Valuable digital resources have been provided to underprivileged people throughout the pandemic by third sector organisations, which rely heavily on funding and donations. The Scottish Government last week published a 111-page document on how Scotland will thrive in a digital world, outlining plans to improve internet access and provide equipment and digital skills training to those who need it. The right rhetoric is present and correct, the accompanying visuals diverse and inclusive, but I wonder just how quickly we can realistically progress when telecoms are reserved to the UK Parliament and the current Prime Minister cares not a jot about tackling inequality.

Jeremy Corbyn pledged to nationalise high-speed broadband in the 2019 General Election campaign

Jeremy Corbyn was widely ridiculed in 2019 for pledging to nationalise high-speed broadband, a policy that surely doesn’t seem so radical to its detractors in 2021. Boris Johnson, meanwhile, proposed the roll-out of superfast broadband to all UK homes by 2025 by subsidising suppliers such as BT, but has since dialled that figure back to 85% of residences – and even that estimation has been deemed “ludicrously unrealistic” by Meg Hillier, chair of the Public Accounts Committee.
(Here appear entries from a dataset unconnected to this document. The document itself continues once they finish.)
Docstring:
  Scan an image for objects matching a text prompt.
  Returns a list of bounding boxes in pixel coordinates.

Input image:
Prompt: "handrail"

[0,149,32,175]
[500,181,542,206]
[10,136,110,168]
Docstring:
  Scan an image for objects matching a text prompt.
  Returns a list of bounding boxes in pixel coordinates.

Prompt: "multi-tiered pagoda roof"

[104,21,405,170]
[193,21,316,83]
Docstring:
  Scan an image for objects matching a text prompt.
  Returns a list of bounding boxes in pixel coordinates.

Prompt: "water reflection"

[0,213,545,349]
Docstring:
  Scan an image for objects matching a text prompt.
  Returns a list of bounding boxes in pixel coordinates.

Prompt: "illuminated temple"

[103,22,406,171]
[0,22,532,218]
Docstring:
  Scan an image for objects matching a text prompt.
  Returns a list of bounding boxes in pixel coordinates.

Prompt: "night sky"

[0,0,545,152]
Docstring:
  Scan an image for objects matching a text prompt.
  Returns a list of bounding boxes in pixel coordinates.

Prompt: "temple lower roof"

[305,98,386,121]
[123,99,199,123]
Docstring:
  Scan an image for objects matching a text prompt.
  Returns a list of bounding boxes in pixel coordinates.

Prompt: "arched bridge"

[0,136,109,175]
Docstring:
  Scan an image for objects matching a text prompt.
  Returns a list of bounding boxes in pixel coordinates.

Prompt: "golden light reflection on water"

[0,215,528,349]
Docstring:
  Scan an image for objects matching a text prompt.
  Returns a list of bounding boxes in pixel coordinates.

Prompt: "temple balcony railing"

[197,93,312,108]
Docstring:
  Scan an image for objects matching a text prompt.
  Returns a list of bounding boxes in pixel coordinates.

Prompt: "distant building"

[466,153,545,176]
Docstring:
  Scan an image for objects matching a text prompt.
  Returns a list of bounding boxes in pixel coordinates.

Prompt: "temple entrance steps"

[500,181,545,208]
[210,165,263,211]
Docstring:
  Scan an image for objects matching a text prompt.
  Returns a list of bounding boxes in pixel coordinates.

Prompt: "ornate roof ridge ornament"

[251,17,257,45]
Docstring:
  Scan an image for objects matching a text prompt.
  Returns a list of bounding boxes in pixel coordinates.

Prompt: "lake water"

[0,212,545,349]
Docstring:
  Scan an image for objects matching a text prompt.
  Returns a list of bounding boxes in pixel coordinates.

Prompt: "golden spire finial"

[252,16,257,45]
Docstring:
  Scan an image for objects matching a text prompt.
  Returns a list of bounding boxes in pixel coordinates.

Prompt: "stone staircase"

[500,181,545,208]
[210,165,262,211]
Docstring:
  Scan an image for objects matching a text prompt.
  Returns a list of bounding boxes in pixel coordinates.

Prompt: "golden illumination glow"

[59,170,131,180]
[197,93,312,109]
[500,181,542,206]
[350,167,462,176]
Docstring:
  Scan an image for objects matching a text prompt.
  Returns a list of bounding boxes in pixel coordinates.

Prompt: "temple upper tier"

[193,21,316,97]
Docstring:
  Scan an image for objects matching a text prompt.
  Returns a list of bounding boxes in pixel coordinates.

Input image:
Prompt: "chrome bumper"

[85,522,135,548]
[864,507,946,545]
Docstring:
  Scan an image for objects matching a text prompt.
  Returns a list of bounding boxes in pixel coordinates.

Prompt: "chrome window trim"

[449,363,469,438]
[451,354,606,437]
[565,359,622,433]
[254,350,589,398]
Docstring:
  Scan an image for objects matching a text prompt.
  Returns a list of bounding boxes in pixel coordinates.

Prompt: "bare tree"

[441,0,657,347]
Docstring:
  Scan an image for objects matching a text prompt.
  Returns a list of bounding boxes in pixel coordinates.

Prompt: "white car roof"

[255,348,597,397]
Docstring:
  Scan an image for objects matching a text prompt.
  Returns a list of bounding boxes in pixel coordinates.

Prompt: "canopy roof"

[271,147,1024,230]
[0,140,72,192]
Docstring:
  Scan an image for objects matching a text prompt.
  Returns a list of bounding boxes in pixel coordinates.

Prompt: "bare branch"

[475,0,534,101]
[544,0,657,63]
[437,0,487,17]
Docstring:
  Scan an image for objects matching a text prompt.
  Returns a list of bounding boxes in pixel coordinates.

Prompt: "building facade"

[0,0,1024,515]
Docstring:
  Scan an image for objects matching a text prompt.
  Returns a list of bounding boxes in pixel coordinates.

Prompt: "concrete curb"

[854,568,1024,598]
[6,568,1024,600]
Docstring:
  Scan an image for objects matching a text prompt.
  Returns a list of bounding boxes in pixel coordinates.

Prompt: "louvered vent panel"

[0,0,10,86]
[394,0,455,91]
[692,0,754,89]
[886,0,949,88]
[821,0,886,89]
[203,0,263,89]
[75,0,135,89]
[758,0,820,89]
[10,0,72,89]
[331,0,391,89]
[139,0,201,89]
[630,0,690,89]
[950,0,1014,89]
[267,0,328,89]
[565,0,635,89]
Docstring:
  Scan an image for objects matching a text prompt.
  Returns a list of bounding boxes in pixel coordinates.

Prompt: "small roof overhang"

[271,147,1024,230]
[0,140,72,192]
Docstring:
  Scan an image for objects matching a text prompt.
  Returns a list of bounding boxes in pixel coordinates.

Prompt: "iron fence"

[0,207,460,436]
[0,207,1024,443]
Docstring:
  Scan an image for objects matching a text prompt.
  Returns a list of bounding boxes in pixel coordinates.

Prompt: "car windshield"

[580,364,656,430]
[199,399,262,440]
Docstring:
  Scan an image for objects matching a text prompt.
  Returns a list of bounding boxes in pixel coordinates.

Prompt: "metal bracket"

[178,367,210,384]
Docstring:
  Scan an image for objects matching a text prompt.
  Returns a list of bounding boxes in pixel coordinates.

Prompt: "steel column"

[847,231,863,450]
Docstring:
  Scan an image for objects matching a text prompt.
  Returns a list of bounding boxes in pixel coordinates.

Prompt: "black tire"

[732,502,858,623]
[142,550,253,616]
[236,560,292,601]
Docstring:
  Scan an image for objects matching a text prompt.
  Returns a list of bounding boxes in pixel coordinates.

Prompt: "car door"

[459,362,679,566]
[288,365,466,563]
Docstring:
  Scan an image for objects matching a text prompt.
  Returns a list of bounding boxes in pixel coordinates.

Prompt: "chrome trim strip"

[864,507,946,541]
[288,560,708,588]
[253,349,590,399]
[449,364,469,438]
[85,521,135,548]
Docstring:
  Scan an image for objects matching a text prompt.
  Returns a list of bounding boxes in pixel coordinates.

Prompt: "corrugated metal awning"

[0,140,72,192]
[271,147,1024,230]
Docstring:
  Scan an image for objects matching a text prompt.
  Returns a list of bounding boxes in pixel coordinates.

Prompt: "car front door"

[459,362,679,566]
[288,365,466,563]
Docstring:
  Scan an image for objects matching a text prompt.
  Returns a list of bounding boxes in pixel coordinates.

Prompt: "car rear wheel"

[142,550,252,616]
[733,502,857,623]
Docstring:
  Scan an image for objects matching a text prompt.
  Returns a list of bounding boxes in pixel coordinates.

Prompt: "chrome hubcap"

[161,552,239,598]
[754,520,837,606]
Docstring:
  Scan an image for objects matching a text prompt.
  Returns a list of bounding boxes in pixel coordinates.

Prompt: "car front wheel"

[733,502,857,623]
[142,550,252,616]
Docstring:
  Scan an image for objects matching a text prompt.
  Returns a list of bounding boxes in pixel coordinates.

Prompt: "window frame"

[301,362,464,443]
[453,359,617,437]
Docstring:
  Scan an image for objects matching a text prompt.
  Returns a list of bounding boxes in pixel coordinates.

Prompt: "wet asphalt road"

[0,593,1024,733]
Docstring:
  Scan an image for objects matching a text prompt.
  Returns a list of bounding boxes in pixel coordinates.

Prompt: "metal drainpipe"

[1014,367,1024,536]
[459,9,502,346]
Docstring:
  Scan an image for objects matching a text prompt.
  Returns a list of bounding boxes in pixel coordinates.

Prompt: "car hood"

The pace at which the Government is addressing a lack of access to internet services and devices isn’t anywhere close to keeping up with our rapidly evolving digital landscape, and it would be foolish to believe the digital gap will shrink post-pandemic. We may regain a greater portion of our former offline lives, but our new normal has fostered new habits. Let’s not make the poorest among us pay for them.